Jeremy Rifkin of Wharton Business School and the president of the Foundation on Economic Trends in Washington recently said that ‘we are on the cusp of a new energy era and a new economic paradigm that will literally empower hundreds of millions of human beings to create their own energy and share their surpluses with neighbours across regions, nations and continents.

The democratisation of energy gives rise to a new “Distributed Social Vision” in the 21st century that will change our economic, political and cultural institutions as dramatically as the Enlightenment vision that accompanied the first Industrial Revolution two centuries ago.’

The scale of this green industrial revolution, and the innovation that is driving it, represent the investment opportunity of a lifetime. The next wave of billionaire success stories will be made up of green technology entrepreneurs, green service providers, renewable energy developers and project financiers.

That’s why I am devoting my career to this. WHEB Venture Partners, which I created with two colleagues in 2003, now manages two venture capital funds (totalling £130 million) that focus on the clean technology theme. So far we have provided growth capital to fourteen emerging and fast-growing businesses, including businesses that provide advanced home-smart energy meters, the first economically viable waste rubber recycling process, environmentally benign alternatives to agricultural pesticides, soil moisture sensors and ‘smart irrigation’ software and so on.

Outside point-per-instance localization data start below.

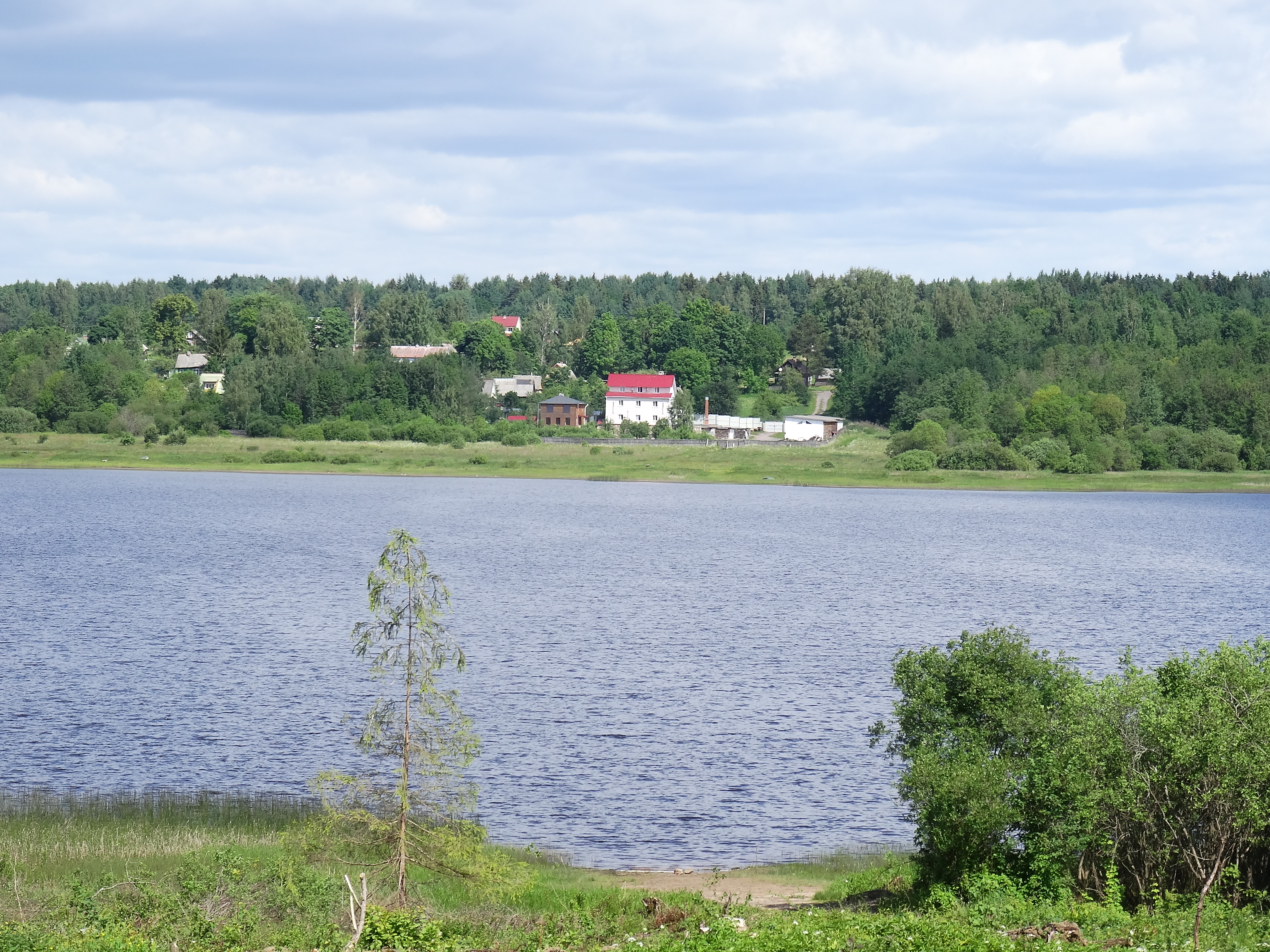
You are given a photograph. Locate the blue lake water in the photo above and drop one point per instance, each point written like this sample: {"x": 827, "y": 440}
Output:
{"x": 662, "y": 673}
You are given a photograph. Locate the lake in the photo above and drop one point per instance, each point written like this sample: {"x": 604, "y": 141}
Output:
{"x": 663, "y": 675}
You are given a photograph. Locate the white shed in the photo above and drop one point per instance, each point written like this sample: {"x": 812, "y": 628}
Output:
{"x": 812, "y": 427}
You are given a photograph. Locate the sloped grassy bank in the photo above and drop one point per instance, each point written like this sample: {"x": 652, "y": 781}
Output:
{"x": 235, "y": 873}
{"x": 856, "y": 459}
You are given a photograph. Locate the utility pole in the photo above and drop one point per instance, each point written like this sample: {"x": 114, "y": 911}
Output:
{"x": 356, "y": 300}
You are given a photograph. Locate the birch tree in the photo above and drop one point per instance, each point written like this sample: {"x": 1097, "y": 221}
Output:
{"x": 415, "y": 814}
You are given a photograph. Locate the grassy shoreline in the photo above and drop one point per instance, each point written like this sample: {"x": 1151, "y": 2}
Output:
{"x": 856, "y": 460}
{"x": 235, "y": 873}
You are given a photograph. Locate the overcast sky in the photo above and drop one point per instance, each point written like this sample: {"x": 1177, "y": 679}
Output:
{"x": 377, "y": 138}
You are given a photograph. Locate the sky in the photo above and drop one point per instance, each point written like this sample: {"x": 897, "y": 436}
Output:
{"x": 383, "y": 138}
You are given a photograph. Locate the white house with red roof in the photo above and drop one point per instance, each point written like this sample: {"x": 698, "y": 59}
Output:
{"x": 643, "y": 398}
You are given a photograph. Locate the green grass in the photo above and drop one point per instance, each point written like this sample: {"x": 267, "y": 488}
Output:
{"x": 855, "y": 459}
{"x": 230, "y": 873}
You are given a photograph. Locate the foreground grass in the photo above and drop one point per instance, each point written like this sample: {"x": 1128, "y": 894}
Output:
{"x": 229, "y": 874}
{"x": 856, "y": 459}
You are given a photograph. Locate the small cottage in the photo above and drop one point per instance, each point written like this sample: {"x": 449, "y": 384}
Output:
{"x": 812, "y": 427}
{"x": 562, "y": 412}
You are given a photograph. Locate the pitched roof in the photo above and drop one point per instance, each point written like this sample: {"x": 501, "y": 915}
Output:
{"x": 191, "y": 362}
{"x": 641, "y": 380}
{"x": 411, "y": 352}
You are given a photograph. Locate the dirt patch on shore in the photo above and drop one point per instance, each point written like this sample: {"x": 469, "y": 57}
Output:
{"x": 742, "y": 887}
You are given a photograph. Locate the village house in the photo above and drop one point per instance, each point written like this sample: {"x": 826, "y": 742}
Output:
{"x": 562, "y": 412}
{"x": 411, "y": 353}
{"x": 803, "y": 428}
{"x": 521, "y": 386}
{"x": 643, "y": 398}
{"x": 191, "y": 362}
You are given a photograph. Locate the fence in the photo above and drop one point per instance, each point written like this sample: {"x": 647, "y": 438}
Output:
{"x": 628, "y": 441}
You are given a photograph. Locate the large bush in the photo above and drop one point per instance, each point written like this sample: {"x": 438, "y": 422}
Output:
{"x": 915, "y": 460}
{"x": 1047, "y": 454}
{"x": 347, "y": 431}
{"x": 926, "y": 435}
{"x": 14, "y": 419}
{"x": 982, "y": 455}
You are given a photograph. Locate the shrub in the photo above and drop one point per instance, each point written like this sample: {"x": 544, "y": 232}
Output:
{"x": 926, "y": 435}
{"x": 1047, "y": 454}
{"x": 16, "y": 419}
{"x": 915, "y": 460}
{"x": 1080, "y": 464}
{"x": 399, "y": 930}
{"x": 309, "y": 433}
{"x": 293, "y": 456}
{"x": 1154, "y": 456}
{"x": 984, "y": 455}
{"x": 1220, "y": 463}
{"x": 260, "y": 425}
{"x": 347, "y": 431}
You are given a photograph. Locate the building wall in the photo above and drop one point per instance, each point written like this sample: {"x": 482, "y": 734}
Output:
{"x": 638, "y": 408}
{"x": 803, "y": 429}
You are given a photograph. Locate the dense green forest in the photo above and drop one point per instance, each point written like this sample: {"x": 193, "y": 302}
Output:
{"x": 1069, "y": 371}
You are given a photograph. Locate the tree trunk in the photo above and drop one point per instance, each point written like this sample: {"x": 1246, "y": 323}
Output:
{"x": 406, "y": 767}
{"x": 1208, "y": 885}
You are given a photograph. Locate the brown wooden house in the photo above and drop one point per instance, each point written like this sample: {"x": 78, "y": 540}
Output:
{"x": 562, "y": 412}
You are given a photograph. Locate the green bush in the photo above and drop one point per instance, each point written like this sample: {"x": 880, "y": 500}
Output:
{"x": 14, "y": 419}
{"x": 399, "y": 930}
{"x": 982, "y": 455}
{"x": 926, "y": 435}
{"x": 1047, "y": 454}
{"x": 293, "y": 456}
{"x": 1220, "y": 463}
{"x": 346, "y": 431}
{"x": 309, "y": 433}
{"x": 915, "y": 460}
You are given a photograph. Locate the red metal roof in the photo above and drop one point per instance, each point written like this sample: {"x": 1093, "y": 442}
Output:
{"x": 641, "y": 380}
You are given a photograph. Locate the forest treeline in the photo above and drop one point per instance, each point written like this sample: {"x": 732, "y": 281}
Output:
{"x": 1131, "y": 789}
{"x": 1116, "y": 371}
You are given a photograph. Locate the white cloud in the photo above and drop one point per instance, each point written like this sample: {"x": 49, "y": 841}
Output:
{"x": 143, "y": 138}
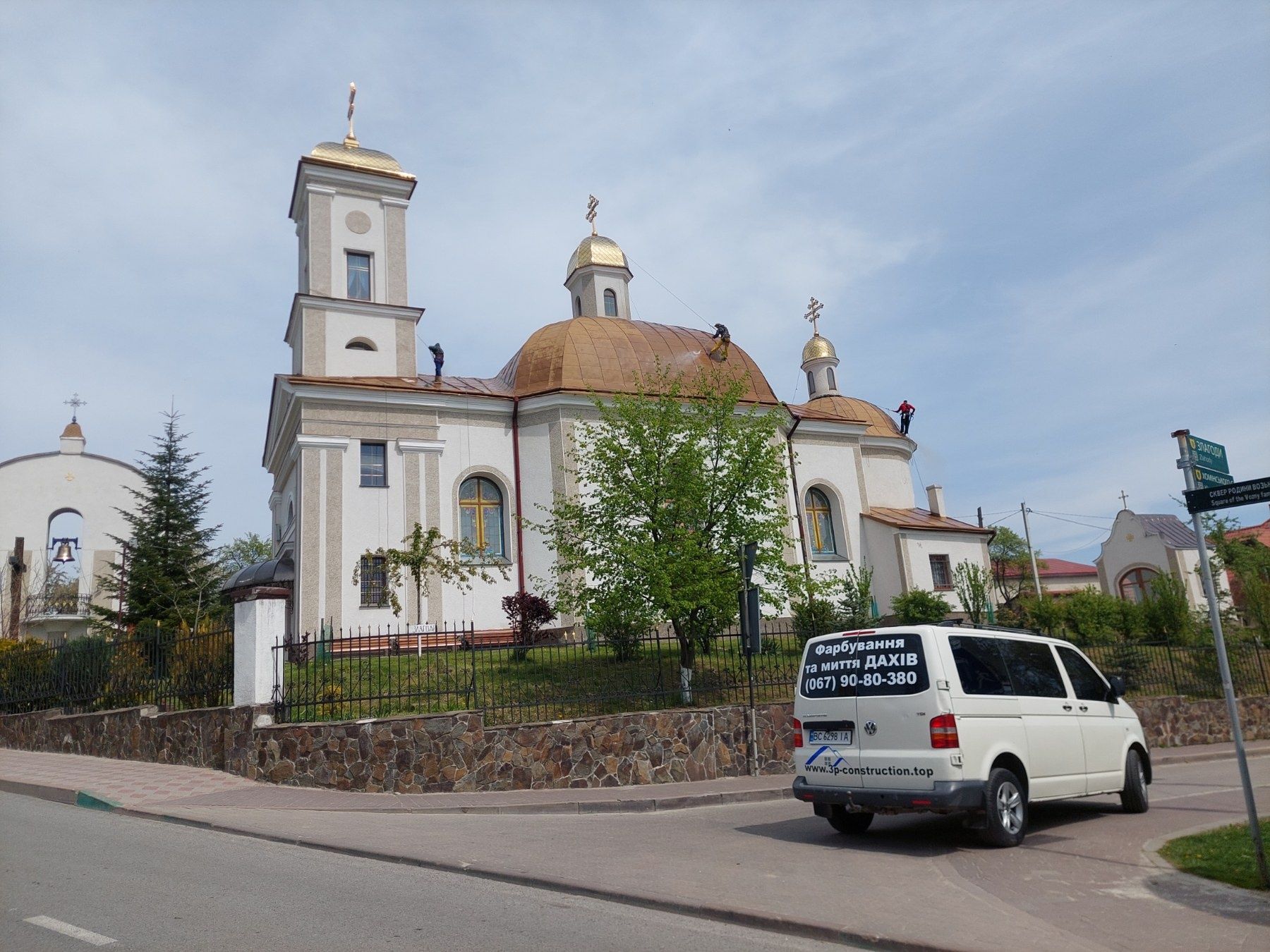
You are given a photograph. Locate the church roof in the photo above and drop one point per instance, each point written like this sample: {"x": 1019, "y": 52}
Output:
{"x": 840, "y": 409}
{"x": 922, "y": 520}
{"x": 596, "y": 249}
{"x": 611, "y": 355}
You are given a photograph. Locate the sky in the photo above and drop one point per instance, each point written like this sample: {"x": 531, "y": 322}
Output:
{"x": 1047, "y": 225}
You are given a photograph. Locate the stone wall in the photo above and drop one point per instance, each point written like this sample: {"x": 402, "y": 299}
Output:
{"x": 456, "y": 752}
{"x": 190, "y": 738}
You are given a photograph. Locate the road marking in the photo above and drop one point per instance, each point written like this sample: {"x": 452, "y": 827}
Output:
{"x": 68, "y": 929}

We have since created WHEB Infrastructure Partners, which provides capital to renewable energy project developers across Europe, and WHEB Asset Management, which manages a successful long-only equities fund focused on those large, established, publicly quoted global businesses that stand to benefit directly from this mega theme, such as solar-module or wind-turbine manufacturers, water infrastructure specialists or the hi-tech businesses involved in developing a smart grid. This latter fund has daily liquidity and is accessible to investors of all sizes.